# WinSCP Permission denied error code 3 with FreeSSHd server



## Aanny (Nov 14, 2012)

Hello ALL

I have 4 machines on my network, 3 x win7 ( two pro ) 1 x Home premium and 1 x WinXP SP3 + I apple mac, I can and have always been able to transfer files using the client WinSCP around my network – but for some strange reason I cannot now transfer files to one of the win7 pro machines, I can putty to all the machines without any problems and also VNC to all of them but one machine stubbornly gives me a Permission denied error code 3.

What I have tried is

1) The Latest WinSCP version

2) I was and always used WinSCP v3.3.0 & v3.7.6 but I recently noticed quite a few posts that pointed to a bug with the earlier version (jpg win3.3.0) therefore I tried the latest WinSCP which did not resolve the Permission denied issue, so I stuck with WinSCP 3.5.5 which fixed that bug.

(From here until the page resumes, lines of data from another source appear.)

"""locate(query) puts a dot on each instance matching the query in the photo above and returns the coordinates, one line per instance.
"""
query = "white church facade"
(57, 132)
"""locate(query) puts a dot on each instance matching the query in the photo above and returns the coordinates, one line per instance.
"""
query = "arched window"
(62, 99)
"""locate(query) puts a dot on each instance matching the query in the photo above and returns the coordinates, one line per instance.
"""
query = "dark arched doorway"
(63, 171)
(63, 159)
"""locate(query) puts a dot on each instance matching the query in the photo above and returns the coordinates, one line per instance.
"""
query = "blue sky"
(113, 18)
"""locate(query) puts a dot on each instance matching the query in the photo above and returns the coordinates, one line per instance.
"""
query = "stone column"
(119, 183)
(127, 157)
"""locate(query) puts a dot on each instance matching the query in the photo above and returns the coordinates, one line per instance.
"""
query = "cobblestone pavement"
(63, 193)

3) I have tried other clients i.e such as Bitvise but still when trying to trf files to the win7 machine I get Permission denied error code 3.

4) FreeSSHd 1.3.1 jpg I am using NT Authentication and have set public key to allowed with Shell, SFTP, and Tunnel all selected.– the key was generated from the putty key generator.

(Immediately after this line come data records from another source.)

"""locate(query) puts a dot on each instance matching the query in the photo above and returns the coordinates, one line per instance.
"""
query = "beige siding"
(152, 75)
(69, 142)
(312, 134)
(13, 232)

5) The only programme that works as a server on the problematic win7 machine is FreeSSHd 1.3.1, I have tried other programmes i.e Open sshd, I have also tried installing Cygwin spending weeks trying to get this to work but failed, so I am stuck now and I do now need some help.

Can somebody help to point me to getting this Permission denied issue away from my win7 machine –

WinSCP Locally I CAN go destination to source copy / delete or move, - but I can NOT go source to destination ans that route give me Permission denied error code 3 ( in short the right hand column is off limits.

I have been trying to resolve this spending many hours every day for the last 3 months reading posts and trying various things but I just cannot resolve this so I am afraid I need to ask for help – I am not a computer luddite as I have set up my own network and it works well but as I am now asking for help if anybody can assist could you please guide me through any possible solution it will help save time

I have Bitvise server and clients on the other win7 machines without any issue ? if I can add anything else that would be helpful just ask.

Ps Note to the Moderator - if I have posted in the wrong section apologies and could you please move it to the section that I may get help.

Thanks


----------